How Do You Calculate Moment of Inertia for CD and FE in a Multi-Rod System?

[PhyAmateur]

If we have five identical rigid rods, each of length l and mass m, are connected together to form the system shown in the figure. The system may rotate about an axis passing through AB.

The question is to find the moment of inertia of the system with respect to axis AB.

I managed to find the MOI of BC and DE using parallel axis theorem. My question is more about CD and FE. How to find the MOI wrt CD and FE?

 

[BiGyElLoWhAt]

I'm not sure if there's a way to do this other than starting from the integral definition of a moment of inertia. $I=\int_a^b r^2dm$ So you need to find a relation between the density and radius for the rods.

 

[PeroK]

If we have five identical rigid rods, each of length l and mass m, are connected together to form the system shown in the figure. The system may rotate about an axis passing through AB.

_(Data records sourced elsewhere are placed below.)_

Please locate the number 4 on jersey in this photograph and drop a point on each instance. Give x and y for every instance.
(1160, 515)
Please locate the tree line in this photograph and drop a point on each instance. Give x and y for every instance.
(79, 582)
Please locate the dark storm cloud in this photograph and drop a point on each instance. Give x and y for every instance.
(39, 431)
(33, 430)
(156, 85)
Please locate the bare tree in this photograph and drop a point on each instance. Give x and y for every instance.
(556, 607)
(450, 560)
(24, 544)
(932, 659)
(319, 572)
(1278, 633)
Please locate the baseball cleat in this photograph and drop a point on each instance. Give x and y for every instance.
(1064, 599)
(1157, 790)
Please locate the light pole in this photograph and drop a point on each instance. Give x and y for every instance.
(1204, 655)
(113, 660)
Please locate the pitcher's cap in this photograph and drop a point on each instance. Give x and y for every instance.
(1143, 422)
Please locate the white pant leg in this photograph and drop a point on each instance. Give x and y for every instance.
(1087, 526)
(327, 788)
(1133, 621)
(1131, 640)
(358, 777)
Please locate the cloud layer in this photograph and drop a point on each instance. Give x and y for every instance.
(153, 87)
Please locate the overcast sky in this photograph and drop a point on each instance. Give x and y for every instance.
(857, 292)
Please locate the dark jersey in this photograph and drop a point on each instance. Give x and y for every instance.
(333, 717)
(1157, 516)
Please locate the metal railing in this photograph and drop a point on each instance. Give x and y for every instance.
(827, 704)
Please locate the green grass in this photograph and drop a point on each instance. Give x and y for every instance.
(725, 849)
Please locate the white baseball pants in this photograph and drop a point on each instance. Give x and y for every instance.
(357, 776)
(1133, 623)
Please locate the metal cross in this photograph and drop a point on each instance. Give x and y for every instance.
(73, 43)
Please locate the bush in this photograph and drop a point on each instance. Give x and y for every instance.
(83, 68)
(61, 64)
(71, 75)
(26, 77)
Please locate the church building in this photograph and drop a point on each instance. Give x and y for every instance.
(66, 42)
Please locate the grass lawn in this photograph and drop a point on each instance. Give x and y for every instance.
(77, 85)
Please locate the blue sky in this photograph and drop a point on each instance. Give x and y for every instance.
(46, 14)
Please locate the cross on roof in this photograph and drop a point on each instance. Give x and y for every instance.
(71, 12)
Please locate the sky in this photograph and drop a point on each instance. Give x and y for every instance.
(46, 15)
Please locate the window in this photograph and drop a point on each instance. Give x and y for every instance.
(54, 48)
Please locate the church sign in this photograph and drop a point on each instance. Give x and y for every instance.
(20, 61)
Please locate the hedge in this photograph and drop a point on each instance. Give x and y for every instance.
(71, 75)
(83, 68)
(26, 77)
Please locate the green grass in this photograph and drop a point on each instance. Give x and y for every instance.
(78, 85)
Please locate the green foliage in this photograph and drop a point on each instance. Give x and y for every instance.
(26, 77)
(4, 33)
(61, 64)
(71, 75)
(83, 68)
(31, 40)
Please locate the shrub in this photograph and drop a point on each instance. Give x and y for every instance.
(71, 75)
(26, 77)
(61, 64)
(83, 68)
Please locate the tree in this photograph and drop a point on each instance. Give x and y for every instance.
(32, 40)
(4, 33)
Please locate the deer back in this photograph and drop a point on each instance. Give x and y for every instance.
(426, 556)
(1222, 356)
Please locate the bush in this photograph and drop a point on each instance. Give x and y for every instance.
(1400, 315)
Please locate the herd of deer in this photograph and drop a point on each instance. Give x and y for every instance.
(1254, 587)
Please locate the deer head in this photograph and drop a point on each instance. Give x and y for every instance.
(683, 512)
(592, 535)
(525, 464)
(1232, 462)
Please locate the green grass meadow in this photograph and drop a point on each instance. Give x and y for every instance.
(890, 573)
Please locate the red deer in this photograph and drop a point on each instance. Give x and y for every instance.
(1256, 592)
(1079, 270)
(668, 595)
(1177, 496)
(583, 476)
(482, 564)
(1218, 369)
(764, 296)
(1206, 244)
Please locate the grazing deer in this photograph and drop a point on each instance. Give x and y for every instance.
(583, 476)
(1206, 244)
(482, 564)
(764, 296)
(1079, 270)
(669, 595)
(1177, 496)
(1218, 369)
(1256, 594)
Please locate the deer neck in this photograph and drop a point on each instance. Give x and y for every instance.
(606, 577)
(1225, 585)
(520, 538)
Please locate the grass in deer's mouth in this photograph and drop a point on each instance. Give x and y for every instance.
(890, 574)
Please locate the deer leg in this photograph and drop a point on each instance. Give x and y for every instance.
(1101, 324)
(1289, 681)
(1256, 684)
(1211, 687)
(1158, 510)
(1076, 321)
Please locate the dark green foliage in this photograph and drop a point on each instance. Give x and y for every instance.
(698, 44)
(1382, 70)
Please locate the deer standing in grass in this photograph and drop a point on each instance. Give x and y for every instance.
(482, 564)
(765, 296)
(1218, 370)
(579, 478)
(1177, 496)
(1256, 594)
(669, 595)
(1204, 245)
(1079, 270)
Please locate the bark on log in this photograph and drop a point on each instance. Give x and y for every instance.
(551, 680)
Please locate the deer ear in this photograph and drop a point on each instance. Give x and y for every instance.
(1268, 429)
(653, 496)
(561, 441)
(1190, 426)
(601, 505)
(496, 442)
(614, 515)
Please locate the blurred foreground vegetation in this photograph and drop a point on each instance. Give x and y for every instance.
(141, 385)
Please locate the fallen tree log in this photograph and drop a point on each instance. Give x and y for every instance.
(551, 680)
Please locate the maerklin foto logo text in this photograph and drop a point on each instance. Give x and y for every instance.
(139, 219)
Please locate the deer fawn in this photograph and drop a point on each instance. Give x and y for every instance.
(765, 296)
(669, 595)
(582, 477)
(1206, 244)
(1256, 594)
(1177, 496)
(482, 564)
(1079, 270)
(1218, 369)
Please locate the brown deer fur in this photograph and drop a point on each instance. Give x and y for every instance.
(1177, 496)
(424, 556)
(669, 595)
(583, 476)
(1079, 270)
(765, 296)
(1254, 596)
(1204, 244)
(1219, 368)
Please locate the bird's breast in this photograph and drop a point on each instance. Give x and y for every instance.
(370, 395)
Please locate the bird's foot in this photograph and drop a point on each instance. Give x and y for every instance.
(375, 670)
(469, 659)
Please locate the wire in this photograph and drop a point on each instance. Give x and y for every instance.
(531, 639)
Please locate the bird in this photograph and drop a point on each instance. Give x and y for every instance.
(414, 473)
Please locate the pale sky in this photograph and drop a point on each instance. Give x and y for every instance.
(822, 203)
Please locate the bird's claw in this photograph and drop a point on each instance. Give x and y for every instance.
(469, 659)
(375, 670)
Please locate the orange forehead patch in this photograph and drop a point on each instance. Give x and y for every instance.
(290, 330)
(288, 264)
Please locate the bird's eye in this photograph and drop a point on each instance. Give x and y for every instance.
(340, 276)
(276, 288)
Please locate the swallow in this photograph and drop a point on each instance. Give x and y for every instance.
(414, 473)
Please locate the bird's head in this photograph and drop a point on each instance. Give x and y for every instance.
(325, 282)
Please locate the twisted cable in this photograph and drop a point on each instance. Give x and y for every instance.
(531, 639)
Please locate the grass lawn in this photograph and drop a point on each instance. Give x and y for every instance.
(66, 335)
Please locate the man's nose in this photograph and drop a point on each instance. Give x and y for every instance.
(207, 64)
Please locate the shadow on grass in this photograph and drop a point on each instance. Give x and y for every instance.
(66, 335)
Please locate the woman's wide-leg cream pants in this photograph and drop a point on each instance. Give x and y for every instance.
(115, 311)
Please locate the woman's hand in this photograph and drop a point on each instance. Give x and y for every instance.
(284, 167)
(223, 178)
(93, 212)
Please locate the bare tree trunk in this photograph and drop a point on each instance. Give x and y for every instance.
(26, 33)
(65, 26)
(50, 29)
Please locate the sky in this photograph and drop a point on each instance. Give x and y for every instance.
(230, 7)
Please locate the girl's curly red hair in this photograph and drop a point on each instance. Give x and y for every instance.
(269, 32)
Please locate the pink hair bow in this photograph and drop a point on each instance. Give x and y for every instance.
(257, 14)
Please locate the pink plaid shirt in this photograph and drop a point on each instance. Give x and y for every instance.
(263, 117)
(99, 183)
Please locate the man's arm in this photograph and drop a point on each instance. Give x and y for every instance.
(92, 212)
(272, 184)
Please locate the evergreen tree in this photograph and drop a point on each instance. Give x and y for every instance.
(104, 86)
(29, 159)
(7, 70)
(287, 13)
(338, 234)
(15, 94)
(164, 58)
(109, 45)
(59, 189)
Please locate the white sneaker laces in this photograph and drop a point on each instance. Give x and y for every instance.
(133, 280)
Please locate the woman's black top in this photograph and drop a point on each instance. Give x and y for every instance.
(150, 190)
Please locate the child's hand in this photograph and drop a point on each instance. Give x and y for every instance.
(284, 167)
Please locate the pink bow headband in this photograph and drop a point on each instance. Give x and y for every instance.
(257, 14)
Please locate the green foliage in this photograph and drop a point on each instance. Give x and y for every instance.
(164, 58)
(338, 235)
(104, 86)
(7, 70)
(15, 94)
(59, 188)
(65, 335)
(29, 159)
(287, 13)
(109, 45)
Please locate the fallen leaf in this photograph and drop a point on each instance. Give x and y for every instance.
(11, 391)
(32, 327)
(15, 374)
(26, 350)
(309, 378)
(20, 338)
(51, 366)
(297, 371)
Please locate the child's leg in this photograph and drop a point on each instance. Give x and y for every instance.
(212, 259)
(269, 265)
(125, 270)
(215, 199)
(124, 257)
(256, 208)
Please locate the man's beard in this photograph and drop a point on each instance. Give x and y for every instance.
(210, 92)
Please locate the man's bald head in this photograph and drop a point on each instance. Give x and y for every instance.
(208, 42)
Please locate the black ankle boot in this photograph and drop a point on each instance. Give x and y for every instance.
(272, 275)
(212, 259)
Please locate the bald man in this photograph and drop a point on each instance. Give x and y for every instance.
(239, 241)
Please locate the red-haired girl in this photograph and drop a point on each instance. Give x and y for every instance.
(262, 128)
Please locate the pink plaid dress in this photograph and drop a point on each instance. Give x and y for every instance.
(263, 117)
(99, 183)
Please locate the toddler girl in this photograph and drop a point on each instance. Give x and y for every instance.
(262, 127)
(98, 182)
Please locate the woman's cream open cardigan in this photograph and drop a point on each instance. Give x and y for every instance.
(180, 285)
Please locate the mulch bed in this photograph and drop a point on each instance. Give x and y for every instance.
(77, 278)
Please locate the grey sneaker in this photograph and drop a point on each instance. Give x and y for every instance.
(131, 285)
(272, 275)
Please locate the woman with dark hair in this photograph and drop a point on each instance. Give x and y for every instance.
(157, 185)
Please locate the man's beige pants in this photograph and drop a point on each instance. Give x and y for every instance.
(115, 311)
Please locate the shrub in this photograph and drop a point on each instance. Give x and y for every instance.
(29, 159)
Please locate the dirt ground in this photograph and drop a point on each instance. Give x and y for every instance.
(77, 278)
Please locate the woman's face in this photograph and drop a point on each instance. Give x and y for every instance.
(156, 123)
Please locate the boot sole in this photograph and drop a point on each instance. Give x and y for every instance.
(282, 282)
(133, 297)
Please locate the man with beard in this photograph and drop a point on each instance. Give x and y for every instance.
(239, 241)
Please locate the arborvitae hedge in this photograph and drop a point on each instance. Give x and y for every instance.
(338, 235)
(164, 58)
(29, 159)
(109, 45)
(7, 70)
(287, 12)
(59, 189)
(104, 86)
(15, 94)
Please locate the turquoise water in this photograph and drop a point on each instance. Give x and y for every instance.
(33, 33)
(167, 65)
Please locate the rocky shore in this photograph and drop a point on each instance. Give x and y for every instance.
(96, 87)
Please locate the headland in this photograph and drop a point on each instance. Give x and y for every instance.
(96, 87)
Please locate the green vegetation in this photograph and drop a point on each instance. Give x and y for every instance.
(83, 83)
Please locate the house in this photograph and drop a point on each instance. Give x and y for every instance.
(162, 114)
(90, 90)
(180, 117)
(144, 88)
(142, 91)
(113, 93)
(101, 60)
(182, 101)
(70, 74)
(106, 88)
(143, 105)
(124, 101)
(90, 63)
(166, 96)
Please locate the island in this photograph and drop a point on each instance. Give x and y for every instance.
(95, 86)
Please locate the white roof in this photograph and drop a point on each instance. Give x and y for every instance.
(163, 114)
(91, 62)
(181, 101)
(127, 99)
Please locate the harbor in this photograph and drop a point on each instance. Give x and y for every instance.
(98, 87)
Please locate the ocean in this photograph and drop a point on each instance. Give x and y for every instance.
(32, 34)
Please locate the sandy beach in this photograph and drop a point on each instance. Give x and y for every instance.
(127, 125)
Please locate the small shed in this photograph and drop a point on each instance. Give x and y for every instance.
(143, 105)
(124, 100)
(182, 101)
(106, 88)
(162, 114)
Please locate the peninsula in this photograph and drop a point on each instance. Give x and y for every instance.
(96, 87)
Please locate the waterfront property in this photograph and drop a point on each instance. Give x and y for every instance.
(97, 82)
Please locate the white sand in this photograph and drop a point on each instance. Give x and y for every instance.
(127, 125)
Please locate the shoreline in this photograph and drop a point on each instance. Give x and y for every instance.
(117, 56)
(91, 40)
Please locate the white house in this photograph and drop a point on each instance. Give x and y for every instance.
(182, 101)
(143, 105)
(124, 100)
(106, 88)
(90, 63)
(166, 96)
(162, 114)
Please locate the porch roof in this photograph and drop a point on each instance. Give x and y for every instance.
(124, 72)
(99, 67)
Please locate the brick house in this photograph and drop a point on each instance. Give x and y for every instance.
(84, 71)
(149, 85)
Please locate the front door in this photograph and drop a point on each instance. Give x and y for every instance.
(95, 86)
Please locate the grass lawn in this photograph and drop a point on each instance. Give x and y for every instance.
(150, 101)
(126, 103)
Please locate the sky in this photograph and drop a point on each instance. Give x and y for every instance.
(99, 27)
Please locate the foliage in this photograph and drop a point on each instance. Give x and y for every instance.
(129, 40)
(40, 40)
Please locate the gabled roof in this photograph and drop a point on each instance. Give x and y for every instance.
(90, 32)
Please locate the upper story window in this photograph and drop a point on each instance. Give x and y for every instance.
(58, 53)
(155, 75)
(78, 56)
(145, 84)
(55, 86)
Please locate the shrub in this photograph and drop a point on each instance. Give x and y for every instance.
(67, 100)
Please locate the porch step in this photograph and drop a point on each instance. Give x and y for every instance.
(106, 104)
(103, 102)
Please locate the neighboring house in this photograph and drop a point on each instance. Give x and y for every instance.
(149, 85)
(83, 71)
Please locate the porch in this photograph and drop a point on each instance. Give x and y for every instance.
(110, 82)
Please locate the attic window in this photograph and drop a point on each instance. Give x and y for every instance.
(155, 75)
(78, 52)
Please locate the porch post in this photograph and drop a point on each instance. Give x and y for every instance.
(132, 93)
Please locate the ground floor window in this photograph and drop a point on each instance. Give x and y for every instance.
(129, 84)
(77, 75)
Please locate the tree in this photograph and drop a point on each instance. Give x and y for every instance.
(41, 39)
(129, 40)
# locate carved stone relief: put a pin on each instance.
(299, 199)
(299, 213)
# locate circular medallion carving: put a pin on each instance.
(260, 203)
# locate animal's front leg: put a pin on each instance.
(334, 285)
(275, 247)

The question is to find the moment of inertia of the system with respect to axis AB.

I managed to find the MOI of BC and DE using parallel axis theorem. My question is more about CD and FE. How to find the MOI wrt CD and FE?

CD and EF are parallel to the axis of rotation. Doesn't that make their MoI quite straightforward to calculate?

 

[brainpushups]

Indeed. Treat the rods as point masses at their respective distances from the axis AB.